Study: Football Players at Higher Risk for Brain Diseases
A recent study found that NFL athletes are four times as likely as other men their age to die of Alzheimer's or Lou Gehrig's disease.
Study Shows Brain Damage Risk is High
Professional football players are the subject of a new study, published by the journal Neurology, that explores brain diseases and their effects, the Los Angeles Times reported.
- The study tracked 3,439 retired NFL athletes with five or more seasons in the NFL.
- The athletes were four times as likely as other men their age to die of Alzheimer’s or Lou Gehrig’s disease.
- “Speed players” – players known for building substantial speed before a tackle – had an even greater risk.
- These results contrasted sharply to a finding that NFL veterans are half as likely to die at any age as their counterparts.
What Causes the Increased Brain Damage?
- The study found that head injuries and concussions in football games were the main causes. Even when wearing helmets, the speed and force of impact cause irreversible damage.
- The blows contribute to depression, memory loss, and other neurological issues.
- The study of 3,439 athletes ended up with 1,116 dying during the study period, only 27 were found to have a neurodegenerative disease (like Alzheimer’s), and 9 died from Alzheimer’s or dementia, and 13 from ALS (Lou Gehrig’s). The numbers might seem small but compared to the average population they’re much higher.

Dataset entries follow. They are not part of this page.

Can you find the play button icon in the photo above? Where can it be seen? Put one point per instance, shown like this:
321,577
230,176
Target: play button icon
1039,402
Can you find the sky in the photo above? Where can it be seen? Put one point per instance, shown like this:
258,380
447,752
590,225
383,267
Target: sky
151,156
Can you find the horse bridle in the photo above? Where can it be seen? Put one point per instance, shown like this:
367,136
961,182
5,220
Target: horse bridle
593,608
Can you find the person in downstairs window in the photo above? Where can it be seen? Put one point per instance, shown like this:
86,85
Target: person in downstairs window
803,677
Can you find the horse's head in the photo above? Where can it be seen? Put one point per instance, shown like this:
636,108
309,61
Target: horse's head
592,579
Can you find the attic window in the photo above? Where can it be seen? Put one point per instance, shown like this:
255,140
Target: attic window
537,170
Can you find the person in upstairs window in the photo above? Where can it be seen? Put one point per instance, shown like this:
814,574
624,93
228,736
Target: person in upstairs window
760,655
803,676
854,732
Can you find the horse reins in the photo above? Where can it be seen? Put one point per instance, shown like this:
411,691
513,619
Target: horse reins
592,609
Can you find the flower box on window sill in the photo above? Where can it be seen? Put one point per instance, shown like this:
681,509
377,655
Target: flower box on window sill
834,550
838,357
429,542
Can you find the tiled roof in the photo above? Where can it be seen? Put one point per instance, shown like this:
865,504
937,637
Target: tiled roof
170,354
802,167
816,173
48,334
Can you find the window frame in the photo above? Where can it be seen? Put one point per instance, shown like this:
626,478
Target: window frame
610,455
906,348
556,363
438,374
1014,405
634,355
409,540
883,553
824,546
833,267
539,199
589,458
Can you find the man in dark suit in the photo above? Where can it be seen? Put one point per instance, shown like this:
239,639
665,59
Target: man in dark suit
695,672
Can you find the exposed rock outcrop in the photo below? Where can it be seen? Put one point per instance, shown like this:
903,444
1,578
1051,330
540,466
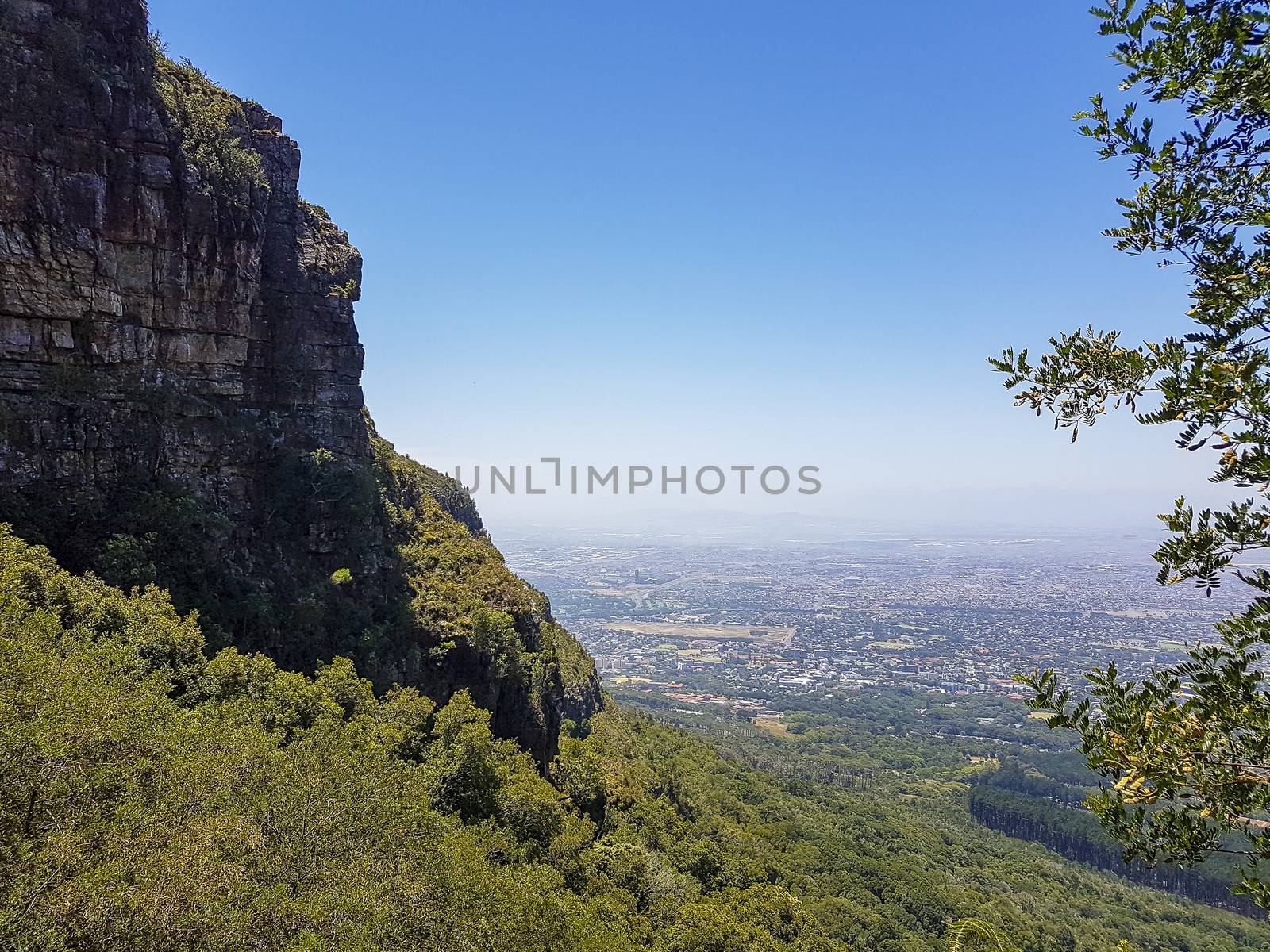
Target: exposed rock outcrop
179,374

Connection to Chronic Traumatic Encephalopathy
Chronic traumatic encephalopathy, or CTE, is a buildup in proteins seen in the autopsied brains of former athletes who played a wide range of contact sports. The study raises concerns about CTE.

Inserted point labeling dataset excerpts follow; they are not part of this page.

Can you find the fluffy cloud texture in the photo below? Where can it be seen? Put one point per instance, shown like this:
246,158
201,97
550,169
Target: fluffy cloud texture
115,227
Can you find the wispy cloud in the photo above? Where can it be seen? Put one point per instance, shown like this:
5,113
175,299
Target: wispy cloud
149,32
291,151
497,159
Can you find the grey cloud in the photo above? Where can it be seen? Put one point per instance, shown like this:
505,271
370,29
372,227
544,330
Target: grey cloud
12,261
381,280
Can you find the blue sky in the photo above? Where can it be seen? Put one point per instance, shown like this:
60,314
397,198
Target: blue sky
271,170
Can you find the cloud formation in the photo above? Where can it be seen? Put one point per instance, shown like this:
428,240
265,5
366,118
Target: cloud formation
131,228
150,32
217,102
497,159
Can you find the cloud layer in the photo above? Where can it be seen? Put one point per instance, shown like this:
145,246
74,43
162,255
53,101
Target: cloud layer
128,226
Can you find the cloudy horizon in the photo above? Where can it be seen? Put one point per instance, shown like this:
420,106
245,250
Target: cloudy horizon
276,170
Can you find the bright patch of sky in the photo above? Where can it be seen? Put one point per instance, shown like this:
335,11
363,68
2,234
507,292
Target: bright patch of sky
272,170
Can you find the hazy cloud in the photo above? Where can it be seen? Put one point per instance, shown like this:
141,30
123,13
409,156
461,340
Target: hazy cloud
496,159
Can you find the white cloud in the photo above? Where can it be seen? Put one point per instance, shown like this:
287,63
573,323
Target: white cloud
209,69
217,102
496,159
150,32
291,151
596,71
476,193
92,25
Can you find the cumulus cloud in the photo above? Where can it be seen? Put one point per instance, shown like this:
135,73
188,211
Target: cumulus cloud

CTE may have been the true primary or secondary factor in some of these deaths,” authors of the study said.
What is the NFL Doing to Help?
- The NFL has been sued by almost 3,400 players over claims of brain damage and increased chances of brain diseases.
- The NFL has changed its health standards after studies revealed how much damage the players have. An independent neurologist must evaluate players with concussions before they can go back out on the field.
- The NFL is also contributing $30 million to the Foundation for National Institutes of Health to support research into mental illness in athletes and the general population. It was the largest donation to a single organization in the NFL’s history.